Moreover, in what some are calling a so-called flight to safety, the price of U.S. Treasury notes and bonds rose for an eighth straight day, with yields on these fixed instruments falling back once again. This morning, the 10-year Treasury is now yielding just 1.63%, while the companion 30-year bond is returning a scant 2.81%. Getting back to the housing news, sales of new homes ticked down ever so slightly in August, easing to an annual rate of 372,000 homes from an upwardly revised 374,000 units in July. Initially, the July sales estimate had been given at 372,000. Expectations had been that sales would have risen to 380,000 homes in August. Still, as has been the pattern recently, the year-to-year matchup was highly favorable, with sales climbing by 27.7% from the prior August's rate of 292,000 homes. 

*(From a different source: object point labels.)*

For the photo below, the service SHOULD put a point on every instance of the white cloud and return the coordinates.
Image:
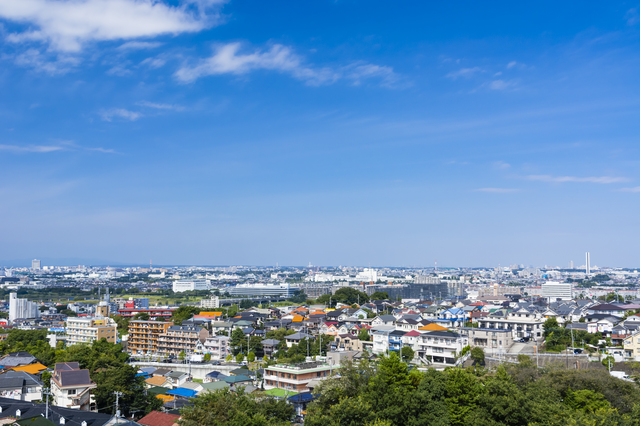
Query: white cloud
(160, 106)
(31, 148)
(110, 114)
(464, 72)
(137, 45)
(68, 24)
(563, 179)
(498, 190)
(634, 189)
(501, 84)
(227, 59)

In response, shares of the major homebuilders, which have been on an upward track in recent months, fell back notably yesterday, while energy and technology stocks weakened as well. Markets overseas also fell, as worries about Spain and Greece proliferated once again.

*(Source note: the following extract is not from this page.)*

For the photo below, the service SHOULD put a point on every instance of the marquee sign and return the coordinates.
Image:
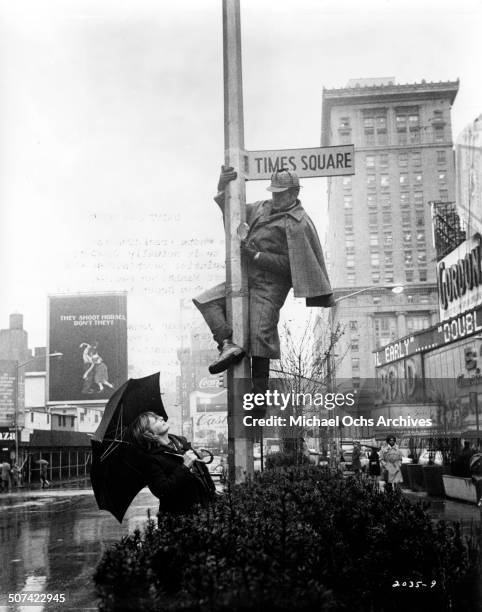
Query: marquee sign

However, things are looking up a bit this morning, as the world's bourses are generally posting gains, as are the U.S. equity futures, which show increases of six and nine points, respectively, in the S&P 500 Index and the NASDAQ. As to our economy, meantime, data just issued moments ago were underwhelming, to say the least. Specifically, one report showed that second-quarter GDP was revised markedly downward from 1.7% to 1.3%. This is the final revision, and this metric compares unfavorably with the first quarter's 2.0% rate of GDP gain, as well as with expectations of 1.7%. Also, weekly jobless claims rose in the latest seven-day stretch, while durable goods orders, already expected to fall during August, tumbled by much more than forecast. Notwithstanding these poor metrics, the U.S. equity futures have thus far held their gains suggesting a higher opening for the market when trading commences in about a half hour from now. – Harvey S. Katz

At the time of this article's writing, the author did not have positions in any of the companies mentioned.